1. The Defendants jointly share KRW 14,142,654 for each of the Plaintiffs, as well as for this, from September 22, 2016 to February 15, 2019.

Reasons

1. Occurrence of liability for damages;

A. 1) On February 28, 2016, Defendant D, each of the Plaintiffs owned 1/3 shares from the Plaintiffs on February 28, 2016, was 3 Dong-dong (factory 320.76 square meters, warehouse 150 square meters, warehouse 59 square meters, and hereinafter “instant building”).

) The lease deposit amount of KRW 30,000,000, monthly rent of KRW 3,500,000, and the lease period of KRW 15,000 was determined and leased from March 15, 2016 to March 14, 2019 (hereinafter “instant lease agreement”).

(2) According to the instant lease agreement, Defendant D operated plastic crushing company in the building. Defendant E, who was engaged in the business of removing and crushing waste electronic equipment, was placed on September 22, 2016 on the spons installed in the building and moved to plastic materials that were accumulated in the vicinity of the Panel on the sandd Location.

As a result, a fire occurred, which caused a factory, warehouse, and block of the instant building to be destroyed by a fire.

(hereinafter referred to as “instant fire”). [Ground for recognition] There is no dispute, Gap evidence Nos. 1-3, Eul evidence No. 3, and the purport of the whole pleadings.

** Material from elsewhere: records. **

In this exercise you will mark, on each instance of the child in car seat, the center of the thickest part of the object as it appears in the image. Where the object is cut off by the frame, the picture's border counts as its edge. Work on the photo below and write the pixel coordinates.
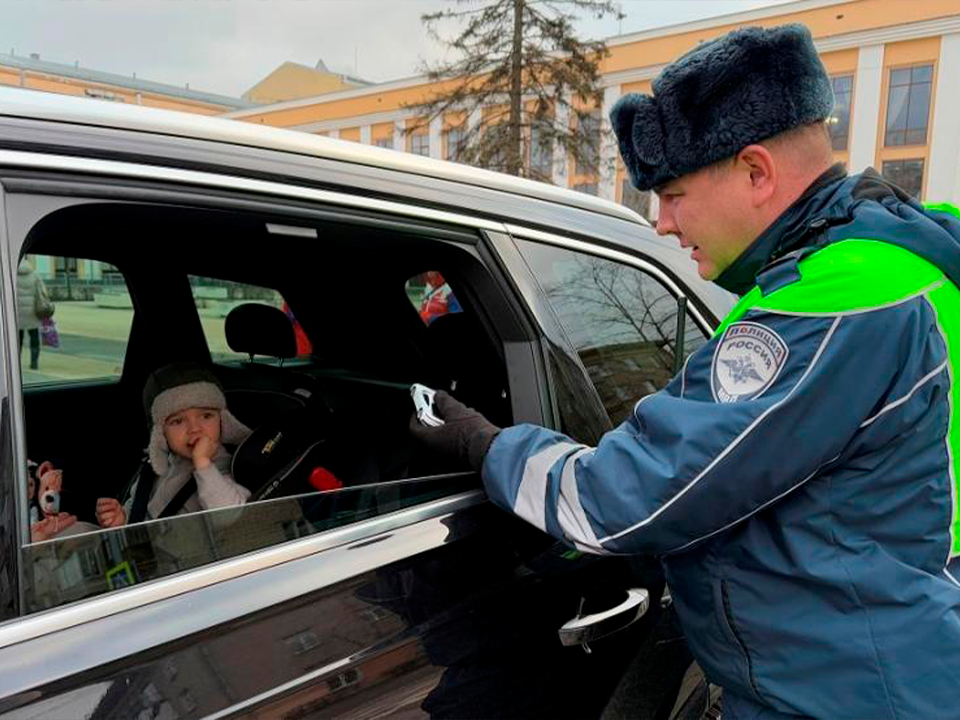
(190, 424)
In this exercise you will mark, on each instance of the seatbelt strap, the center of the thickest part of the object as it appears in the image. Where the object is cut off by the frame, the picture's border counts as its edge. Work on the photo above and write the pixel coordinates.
(146, 477)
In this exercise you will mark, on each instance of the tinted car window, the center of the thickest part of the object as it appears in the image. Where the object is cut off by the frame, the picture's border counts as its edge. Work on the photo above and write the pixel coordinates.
(621, 320)
(68, 569)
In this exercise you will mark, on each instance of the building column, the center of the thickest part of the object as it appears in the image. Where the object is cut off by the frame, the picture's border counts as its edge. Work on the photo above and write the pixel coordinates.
(607, 188)
(865, 112)
(559, 152)
(399, 139)
(943, 175)
(435, 130)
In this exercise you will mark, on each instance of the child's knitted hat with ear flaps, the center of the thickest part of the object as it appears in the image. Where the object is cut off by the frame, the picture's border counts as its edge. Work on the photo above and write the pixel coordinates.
(178, 386)
(741, 88)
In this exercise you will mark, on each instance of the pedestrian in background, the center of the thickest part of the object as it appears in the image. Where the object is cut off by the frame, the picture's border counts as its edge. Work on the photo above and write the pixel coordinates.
(32, 303)
(798, 478)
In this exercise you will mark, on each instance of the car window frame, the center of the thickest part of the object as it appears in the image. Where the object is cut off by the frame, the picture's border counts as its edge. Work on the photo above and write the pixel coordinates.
(78, 180)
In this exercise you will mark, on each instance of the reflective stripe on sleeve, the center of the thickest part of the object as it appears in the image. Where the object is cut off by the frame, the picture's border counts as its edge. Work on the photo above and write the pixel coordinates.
(532, 493)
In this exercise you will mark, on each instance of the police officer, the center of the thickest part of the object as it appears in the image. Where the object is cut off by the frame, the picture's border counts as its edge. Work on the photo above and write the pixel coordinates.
(799, 477)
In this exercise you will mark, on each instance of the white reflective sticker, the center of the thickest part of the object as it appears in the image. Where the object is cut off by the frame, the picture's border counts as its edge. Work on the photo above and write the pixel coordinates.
(746, 362)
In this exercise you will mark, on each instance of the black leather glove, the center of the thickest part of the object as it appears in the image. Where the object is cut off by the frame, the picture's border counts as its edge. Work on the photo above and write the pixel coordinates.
(465, 435)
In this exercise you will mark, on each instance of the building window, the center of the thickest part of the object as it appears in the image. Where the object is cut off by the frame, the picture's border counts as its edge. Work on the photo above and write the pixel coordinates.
(456, 141)
(589, 161)
(420, 144)
(541, 154)
(839, 122)
(907, 174)
(908, 105)
(634, 199)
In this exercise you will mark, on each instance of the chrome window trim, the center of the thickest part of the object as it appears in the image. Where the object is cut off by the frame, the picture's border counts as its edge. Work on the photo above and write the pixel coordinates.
(522, 233)
(61, 163)
(62, 618)
(13, 379)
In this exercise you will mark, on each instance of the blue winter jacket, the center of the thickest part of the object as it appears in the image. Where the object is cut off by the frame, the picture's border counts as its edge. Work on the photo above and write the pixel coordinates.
(798, 477)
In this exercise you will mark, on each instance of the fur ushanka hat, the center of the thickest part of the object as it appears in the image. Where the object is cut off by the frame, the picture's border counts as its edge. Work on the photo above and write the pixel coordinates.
(175, 387)
(723, 95)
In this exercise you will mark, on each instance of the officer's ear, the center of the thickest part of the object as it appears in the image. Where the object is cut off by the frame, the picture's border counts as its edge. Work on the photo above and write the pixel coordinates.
(760, 173)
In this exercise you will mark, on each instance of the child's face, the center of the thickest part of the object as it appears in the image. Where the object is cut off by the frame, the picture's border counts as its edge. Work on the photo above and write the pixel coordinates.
(184, 428)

B. 1) According to the fact that Defendant E is liable for damages arising from Defendant E’s tort, Defendant E is liable to compensate the Plaintiff for damages caused by negligence, even though he had a duty to take safety measures to prevent the fire from sprinking out, in consideration of the characteristics of the oxygen cutting machine, by examining whether there is inflammable substances in the vicinity. As such, Defendant E is liable to compensate for damages caused by a fire. (ii) The lessee is obliged to perform the duty of due care as a good manager for the preservation of the leased building. In the event that the lessee is unable to perform his obligation to return the leased object, if the lessee is liable for damages due to nonperformance, the nonperformance is not attributable to the lessee’s fault.